On Light, Photography, Yoga and the Body

Sometimes, life's quandaries seem so devastatingly simple: we need to love and be loved in order to thrive, but the world is commonly callous, and cruel. We're hurt by others, and we hurt ourselves because it's so hard to learn better. We're angry at ourselves and others for our human shortcomings. We're fearful of more pain. It seems like too much of a risk to stay open to love. Yet if we don't, we wither and what's precious within us dims into darkness. It's a life's work to create the courage to love ourselves and this fucked up world. Yet no matter how bad it gets, there's always that flicker of spirit to be breathed back into life.


The candle in the darkness image is sooo cliched, right? But that's why I love blogging - a quick internet search, and voila - I found an image that I truly like. It's from the blog, Maggie's Photography, in the post titled, "Weekly Photo Challenge: Light."

Which feels like another small serendipity, as this random image search just brought together the key themes of this day: the week, photography, challenge, light . . .
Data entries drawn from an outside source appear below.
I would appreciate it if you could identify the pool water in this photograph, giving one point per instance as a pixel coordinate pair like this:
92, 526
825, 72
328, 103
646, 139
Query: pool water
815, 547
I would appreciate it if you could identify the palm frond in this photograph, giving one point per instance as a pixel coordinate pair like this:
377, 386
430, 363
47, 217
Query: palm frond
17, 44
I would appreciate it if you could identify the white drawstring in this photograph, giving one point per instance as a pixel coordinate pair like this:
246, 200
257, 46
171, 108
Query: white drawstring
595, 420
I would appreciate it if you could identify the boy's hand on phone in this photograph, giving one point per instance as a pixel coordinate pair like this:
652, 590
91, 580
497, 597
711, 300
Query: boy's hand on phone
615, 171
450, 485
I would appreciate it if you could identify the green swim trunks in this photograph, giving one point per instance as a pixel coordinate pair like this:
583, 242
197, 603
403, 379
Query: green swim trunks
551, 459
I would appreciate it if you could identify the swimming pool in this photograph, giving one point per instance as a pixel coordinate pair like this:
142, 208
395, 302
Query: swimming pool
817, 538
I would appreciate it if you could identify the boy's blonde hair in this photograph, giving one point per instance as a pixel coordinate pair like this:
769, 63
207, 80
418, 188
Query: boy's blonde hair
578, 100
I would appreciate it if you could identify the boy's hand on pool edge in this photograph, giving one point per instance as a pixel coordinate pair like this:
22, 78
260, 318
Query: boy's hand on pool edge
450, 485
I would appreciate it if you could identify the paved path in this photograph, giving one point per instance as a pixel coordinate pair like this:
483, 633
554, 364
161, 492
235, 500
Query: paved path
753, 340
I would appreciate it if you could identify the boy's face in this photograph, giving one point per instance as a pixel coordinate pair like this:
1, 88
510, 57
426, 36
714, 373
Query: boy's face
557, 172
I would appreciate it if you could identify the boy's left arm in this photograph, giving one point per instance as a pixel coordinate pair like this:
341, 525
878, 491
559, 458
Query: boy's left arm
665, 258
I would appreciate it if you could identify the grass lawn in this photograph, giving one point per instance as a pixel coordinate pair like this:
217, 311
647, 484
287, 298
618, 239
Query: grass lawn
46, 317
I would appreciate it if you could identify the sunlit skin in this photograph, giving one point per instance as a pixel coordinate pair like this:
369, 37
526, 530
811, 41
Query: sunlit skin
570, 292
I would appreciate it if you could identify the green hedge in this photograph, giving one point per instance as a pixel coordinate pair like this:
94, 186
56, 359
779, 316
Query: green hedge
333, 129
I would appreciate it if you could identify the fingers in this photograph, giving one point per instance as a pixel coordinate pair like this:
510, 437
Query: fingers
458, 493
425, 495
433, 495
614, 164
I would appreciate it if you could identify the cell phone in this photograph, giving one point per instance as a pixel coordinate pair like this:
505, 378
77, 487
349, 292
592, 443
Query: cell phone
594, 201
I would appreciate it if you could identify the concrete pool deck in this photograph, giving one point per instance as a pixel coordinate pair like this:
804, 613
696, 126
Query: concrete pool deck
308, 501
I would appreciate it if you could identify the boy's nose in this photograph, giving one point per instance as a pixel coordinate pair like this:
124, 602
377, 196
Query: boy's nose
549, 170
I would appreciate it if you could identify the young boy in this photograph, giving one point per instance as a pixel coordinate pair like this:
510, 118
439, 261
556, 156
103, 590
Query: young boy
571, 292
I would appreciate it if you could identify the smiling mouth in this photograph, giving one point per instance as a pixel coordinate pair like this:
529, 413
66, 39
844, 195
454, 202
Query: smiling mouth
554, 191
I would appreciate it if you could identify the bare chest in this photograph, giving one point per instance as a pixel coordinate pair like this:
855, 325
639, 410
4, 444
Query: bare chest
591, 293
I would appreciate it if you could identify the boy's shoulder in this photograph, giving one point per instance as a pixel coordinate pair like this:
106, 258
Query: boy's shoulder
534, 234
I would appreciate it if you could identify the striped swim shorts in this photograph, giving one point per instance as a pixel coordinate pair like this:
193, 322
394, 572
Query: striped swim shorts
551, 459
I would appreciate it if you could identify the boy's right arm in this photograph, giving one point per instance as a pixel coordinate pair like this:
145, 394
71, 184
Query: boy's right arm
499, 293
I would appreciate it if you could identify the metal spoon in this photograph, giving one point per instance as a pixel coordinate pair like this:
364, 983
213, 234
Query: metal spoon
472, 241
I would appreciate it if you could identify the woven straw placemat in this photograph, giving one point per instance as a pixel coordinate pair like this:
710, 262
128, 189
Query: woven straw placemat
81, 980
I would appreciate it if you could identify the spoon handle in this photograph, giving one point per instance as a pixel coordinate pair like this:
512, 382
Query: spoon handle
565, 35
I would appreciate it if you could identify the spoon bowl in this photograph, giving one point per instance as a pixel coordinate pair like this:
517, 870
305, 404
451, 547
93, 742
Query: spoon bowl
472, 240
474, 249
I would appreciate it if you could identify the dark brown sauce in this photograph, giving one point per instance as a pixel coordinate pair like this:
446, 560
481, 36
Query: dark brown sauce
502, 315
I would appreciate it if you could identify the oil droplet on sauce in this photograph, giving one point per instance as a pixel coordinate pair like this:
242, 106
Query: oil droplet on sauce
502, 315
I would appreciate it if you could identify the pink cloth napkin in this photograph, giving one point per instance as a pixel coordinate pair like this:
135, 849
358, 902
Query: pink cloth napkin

Concretely, our power went out for the entire evening earlier this week. We hauled out every flashlight and candle we had to get by until bedtime. Most of the flashlights were broken. So we relied on the candles.

They cast off a surprising amount of light. And they captivated us, one by one. I found myself transfixed by the row of flames on my dresser, which arrested me and made me feel how deeply different it was to live in synch with the dark, with only these small flames for illumination. Later, my son, who was doing his homework by candlelight, remarked that he had just realized how much he likes candles. Coming from a kid who's passionate about xBox, skateboarding, urban culture, and electronics, this was notable . . .

But I think we all recognized that unexpectedly finding the house lit up by candles and blowing them out early to go to sleep in the dark . . . and really noticing the darkness of the dark - felt quietly wonderful.

Then there was the question of photography. I stirred up a bit of a ruckus with the lead photo I chose for my latest Yoga Modern post on "women in yoga." It's of a very thin, very young looking woman posing (incongruously) in a lush bed of brightly colored hair scrunchies - you know, those hairband-covered-with-fabric things that were popular at some point in the not too dimly distant past. (You'll have to click through to check it out - I'm not reposting it here. Instead, that's Susan Sontag, above. But more on that later.)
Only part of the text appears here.